What is the relationship between this observation and mermaids themselves? The connection comes from the fact of human desire for domination. In the same way humans have a desire to overpower nature, they have the desire to overpower mermaids. Mermaids themselves are part of the earth, responsible for the environmental changes and developments within the water. Humans see them as a foreign object, “a thing” to be conquered to fit an imagery they see fit in the same way they see nature. In our minds, mermaids “deserve” to be saved and assimilated by us, “exposed” to civilization and superiority in a way they would not achieve in their home land – the water. Yet, it is us who invades their space, sees them as not a being, but an extension of ourselves. We use them for our own desires and gain in the same way we exploit nature for its resources, without giving anything to either in return. 

The human race’s connection with nature has been underexplained and undervalued for millennia. We expect that because we cannot hear what has to be said by the elements, we may overtake it for “the greater good.” Everything we see we believe must be ours. Even if we play no part in the cycle and pattern that has been sustained by others. The account given from Undine makes us a human race witness our own faults and manipulation of nature as a whole, exposing our greed and desires for power over the unknown. It is through nature and the environment we must learn to reflect on our race as one and separate ourselves from the idea that we be allowed sovereignty over the languages and beings we cannot understand, and gain the competence to respect the world we have been placed in. We must evolve to see ourselves not as overlords, but a branch of organism at peace and respect of the elements we are provided with. 

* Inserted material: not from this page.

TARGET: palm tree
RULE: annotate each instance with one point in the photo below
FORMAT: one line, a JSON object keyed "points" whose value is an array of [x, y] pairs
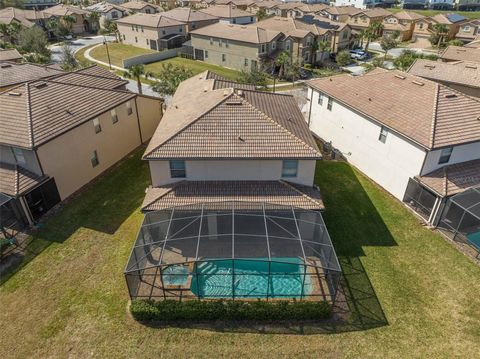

For What We Seek Is Not Meant To Be

In our Mermaid literature, we dive into the realm of human possession and greed, the belief that we must possess what we have not been given. In The Little Mermaid, the conceptualization of greed and consequence is brought in full circle. On the oldest sister’s birthday, upon her return, she expresses the wonderful sights she has seen in the wide land above. The young mermaid “longed after all these things (culture) just because she could not approach them.” Penguins pg. 110. Within Mermaid and Siren media, the goal is to give the audience a perspective on the dangers of flirting with the unknown. What becomes of us when we are exposed to what we most greatly seek. This moment becomes a foreshadowing of the future events that befall upon the youngest sister – The Little Mermaid. So desperate for her love and immortal soul, the mermaid forsakes her identity, her home, for the idea of what could await her on land. Her longing coming not from a sense of passion and maturity, yet rather wonder and amazement

In many forms of Mermaid media, the consequence of discovery is afflicted on the male, the husband. His wife’s betrayal – the beastly form – and loss of trust is a mark of sin and misfortune. Yet in this story – not only is the woman unnatural – she is also a failure. The price of a wandering eye costs her a life of happiness amongst her family, her realm, her identity – all for a love to not be reciprocated. Why is it in all of these stories the woman to be the cause of misfortune? Why is adventure and discovery equal to that of disaster? In the Victorian period, what events of the time shaped how mermaid media was received? Did the coming of industrialization spark feelings of insecurity, weariness of venturing into the unknown? 
The Little Mermaid correlates to many of its former Mermaid/Siren works, as a warning to curiosity and the new age. What will become of us when we reach what we have always been unable to have? The consequences on our soul and psyche will correspond to the rupture in humanity, the abandonment of the rationale to escape to a broader pasture, a pasture that very well will likely not exist.